The day began with Huma Lodhi, data scientist at BP, discussing some of the tricks and tips she has picked up during her work in deep learning, with intelligent methodologies using structured and unstructured data as the focal point. Huma said that these methodologies, while beneficial from the standpoint of customer-service improvement, increased revenue, and improved loss prevention, have been found to hit initial stumbling blocks with industry application:

“We need to find better methods to use this data for our real-world applications," she said. "Examples of this can be noisy data, missing data, or unstructured data. This gives us the principle problem for data: quantity vs. quality.”

Huma then went on to suggest, however, that there is no straightforward or quick fix for these issues because of this variation of industry requirements

“It is important for us not to focus on specific algorithms for specific problems," she said. "These kinds of algorithms usually fail in real-world applications. We should try to take parts of different algorithms and combine them into a real world-applicable solution. This can be in the form of deep learning neural networks.”

Experimentation with data was also a key topic covered in the first deep dive of the day, granting the opportunity for attendees to join a more intimate style of session with regular question intervals.
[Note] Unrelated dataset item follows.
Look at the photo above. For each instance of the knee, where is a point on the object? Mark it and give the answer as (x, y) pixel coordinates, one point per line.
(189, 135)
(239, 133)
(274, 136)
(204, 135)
Hado van Hasselt, senior staff research scientist at DeepMind, opened his discussion with the statement that we are currently at an intersection of two fields, citing that the combination of both deep learning and reinforcement learning has brought an air of excitement to DeepMind. Hado commented that the current standing of processes at DeepMind is rapidly developing. He explained that DeepMind first automated certain physical solutions using GO!; once they had learned to do this, the efficiency and accuracy of problem-solving increased.

Once automation became possible, DeepMind took another step forward with a focus on agents learning solutions from experience. That said, the initial data used needed to be of the highest quality because of the sequential nature of learning. Hado stressed that, when models are built on data with mistakes, the intended outcome is not always achieved. Goal-optimized reward systems were given as an example of the need for correctly formulated algorithms from the outset. Hado suggested that DeepMind had to find a goal reward, which was easy enough to specify and deliver, but which also gave us good results. One test completed saw a car driving around a track with the goal incentive increased through quicker lap times. The agent soon found that this was not through distance traveled but simply speed; this found the car on its roof with wheels spinning and earning high rewards without supplying any usable data for DeepMind.

Single reliance on either human behavior or model data was also quashed by Hado, who deems a mixture of both to be a determining factor in the quality of results. AlphaGo trained its policy network by first training on human behavior, which eventually saw it become far more skillful than your average player. However, DeepMind also found that reliance on this model also can see potentially problematic results as the optimal solution for gameplay is rarely that of human decision-making.